Antwort 3: Die Dauerdiskussion um die Auswirkungen medialer Gewaltdarstellung bleibt auch nach zig Forschungsarbeiten ungeklärt. Derzeit überwiegt ­folgende Meinung: Die Darstellung des Bösen kann nicht ursächlich für Gewalt im Alltag verantwortlich gemacht werden; sie kann aber problema­tische Lebenseinstellungen verstärken. Sprich: Nur gefestigte Charaktere verkraften krassen Horror. Diesen Charaktertest können Sie jetzt selbst machen - schicken Sie aber vorher die Kinder ins Bett.

Kurswechsel: Die BPjM rudert zurück

Ende Juni 2017 verzeichnete die Bundesprüfstelle für jugendgefährdende Medien noch 1931 indizierte Filme. Allerdings wurden inzwischen auch viele prominente Werke von der Giftliste gestrichen:
  • "Hellraiser": Der ungeschnittene Fanklassiker erhielt sogar FSK 16, die Teile 2 und 3 wurden als FSK 18 eingestuft.

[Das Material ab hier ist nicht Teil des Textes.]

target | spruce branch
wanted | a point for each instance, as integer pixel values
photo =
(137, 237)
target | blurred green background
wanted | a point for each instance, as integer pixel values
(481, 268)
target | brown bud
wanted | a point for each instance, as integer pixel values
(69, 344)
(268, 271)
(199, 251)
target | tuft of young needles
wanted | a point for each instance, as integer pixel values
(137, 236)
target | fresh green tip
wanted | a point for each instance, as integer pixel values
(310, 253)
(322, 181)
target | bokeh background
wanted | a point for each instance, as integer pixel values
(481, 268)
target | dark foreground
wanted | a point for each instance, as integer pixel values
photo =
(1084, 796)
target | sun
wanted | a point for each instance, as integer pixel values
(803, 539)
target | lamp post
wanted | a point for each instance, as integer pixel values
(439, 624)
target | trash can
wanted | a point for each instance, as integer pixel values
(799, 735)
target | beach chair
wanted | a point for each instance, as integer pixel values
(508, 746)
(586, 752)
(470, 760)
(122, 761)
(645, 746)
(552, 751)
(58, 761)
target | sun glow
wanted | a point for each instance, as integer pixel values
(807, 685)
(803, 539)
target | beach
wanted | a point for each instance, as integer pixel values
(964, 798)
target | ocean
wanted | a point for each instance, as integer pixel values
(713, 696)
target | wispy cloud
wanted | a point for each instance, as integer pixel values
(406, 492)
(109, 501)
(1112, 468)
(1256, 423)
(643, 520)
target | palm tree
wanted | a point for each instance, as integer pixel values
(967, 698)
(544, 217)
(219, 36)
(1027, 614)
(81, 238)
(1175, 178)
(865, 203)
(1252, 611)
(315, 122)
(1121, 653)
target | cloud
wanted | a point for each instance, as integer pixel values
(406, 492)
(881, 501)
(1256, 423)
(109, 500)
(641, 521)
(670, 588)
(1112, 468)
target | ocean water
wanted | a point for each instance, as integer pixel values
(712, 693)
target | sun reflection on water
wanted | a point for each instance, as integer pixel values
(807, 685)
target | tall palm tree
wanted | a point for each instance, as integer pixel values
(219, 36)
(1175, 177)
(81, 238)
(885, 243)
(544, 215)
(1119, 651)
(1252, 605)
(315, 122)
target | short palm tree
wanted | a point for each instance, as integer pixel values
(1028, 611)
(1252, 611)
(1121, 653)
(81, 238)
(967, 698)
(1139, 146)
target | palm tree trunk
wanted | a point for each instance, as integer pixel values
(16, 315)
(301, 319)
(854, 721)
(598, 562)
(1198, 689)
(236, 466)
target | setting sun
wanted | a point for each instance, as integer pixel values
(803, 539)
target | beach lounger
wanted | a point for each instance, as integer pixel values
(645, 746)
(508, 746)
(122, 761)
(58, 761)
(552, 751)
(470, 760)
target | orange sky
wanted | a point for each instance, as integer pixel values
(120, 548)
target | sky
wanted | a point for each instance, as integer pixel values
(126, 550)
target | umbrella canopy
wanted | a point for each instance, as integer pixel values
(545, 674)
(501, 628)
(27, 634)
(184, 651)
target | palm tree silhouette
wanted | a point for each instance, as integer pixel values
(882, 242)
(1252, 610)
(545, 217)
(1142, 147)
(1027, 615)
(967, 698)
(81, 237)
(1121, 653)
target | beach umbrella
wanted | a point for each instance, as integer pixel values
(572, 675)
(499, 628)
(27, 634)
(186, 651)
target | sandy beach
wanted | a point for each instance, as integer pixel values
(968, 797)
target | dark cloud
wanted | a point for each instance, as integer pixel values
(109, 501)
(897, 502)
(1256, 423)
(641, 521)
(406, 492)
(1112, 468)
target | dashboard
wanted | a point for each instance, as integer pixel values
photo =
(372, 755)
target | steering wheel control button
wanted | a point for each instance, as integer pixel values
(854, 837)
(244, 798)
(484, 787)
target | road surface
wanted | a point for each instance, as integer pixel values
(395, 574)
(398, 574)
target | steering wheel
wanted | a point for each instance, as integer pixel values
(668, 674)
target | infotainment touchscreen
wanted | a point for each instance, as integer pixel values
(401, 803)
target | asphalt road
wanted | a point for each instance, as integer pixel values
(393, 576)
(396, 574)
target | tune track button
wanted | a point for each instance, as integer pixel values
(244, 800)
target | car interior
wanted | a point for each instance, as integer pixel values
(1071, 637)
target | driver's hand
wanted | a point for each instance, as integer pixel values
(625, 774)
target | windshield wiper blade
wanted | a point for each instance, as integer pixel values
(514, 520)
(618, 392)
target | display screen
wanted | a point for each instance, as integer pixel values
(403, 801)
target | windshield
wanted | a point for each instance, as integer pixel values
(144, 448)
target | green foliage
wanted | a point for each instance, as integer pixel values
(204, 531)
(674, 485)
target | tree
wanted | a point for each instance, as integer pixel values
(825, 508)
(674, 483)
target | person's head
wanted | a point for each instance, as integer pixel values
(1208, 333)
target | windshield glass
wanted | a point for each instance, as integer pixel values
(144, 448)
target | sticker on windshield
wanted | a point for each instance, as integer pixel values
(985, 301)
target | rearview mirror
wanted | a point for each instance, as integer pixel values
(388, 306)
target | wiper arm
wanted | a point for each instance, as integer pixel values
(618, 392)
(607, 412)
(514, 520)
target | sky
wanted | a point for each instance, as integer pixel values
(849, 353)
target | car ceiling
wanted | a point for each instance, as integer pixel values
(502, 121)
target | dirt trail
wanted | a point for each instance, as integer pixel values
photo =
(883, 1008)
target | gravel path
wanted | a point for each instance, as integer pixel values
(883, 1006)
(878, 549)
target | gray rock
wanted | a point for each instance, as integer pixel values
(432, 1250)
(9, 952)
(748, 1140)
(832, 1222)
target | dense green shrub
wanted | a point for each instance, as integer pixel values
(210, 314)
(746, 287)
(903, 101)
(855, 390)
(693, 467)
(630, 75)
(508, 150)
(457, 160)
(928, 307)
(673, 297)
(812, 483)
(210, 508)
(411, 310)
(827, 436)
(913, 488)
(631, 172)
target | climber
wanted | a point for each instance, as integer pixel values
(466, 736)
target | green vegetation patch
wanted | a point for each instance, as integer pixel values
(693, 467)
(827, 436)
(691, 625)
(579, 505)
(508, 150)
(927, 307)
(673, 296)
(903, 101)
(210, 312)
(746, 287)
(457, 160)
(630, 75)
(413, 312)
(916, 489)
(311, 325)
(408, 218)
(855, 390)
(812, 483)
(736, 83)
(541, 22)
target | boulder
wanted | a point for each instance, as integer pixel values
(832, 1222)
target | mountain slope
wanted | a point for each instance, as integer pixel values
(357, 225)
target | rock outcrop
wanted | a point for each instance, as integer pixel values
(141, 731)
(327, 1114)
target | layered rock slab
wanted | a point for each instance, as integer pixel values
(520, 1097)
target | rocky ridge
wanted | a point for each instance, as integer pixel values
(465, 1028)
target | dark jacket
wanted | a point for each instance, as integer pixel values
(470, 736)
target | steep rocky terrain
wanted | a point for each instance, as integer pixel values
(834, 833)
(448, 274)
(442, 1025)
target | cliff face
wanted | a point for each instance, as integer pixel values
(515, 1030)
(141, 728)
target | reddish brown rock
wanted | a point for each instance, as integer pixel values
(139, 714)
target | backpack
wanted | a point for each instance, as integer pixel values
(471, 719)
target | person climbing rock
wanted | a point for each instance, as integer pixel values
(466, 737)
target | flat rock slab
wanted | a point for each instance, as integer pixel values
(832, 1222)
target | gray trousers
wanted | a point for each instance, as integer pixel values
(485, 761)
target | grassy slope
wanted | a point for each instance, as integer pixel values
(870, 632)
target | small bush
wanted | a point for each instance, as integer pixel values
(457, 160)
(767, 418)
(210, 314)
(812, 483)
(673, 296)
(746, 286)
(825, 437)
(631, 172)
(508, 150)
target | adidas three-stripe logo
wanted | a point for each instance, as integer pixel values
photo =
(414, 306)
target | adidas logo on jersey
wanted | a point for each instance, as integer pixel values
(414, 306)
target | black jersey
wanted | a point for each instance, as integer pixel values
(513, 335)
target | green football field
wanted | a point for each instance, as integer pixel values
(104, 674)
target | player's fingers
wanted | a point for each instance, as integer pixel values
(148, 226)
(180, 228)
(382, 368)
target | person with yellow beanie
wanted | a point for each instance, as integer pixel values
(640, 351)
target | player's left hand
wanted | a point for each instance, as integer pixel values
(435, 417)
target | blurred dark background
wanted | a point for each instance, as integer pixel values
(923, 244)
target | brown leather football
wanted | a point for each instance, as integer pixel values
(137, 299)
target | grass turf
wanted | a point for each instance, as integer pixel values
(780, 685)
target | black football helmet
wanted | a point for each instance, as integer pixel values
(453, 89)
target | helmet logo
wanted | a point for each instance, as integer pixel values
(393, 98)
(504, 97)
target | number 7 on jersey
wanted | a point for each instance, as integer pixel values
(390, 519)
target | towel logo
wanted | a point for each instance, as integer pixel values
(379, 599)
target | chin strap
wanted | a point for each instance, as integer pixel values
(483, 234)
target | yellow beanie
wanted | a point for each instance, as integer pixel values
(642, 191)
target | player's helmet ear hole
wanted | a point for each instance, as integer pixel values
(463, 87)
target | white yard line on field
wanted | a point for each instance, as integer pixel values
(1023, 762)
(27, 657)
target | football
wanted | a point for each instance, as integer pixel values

  • der bis dahin beschlagnahmte "Blutgericht in Texas" wurde schon vor fünf Jahren rehabilitiert. Ende 2016 wurde der Verbotsbeschluss und die Indizierung auch für den Nachfolger "The Texas Chainsaw Massacre 2" aufgehoben.

  • Im Juni wurde die Uncut-Version von "From Dusk Till Dawn" vom Index gestrichen. Wie bei allen Beispielen heißt das, dass er somit erstmals ungeschnitten im TV gezeigt werden darf!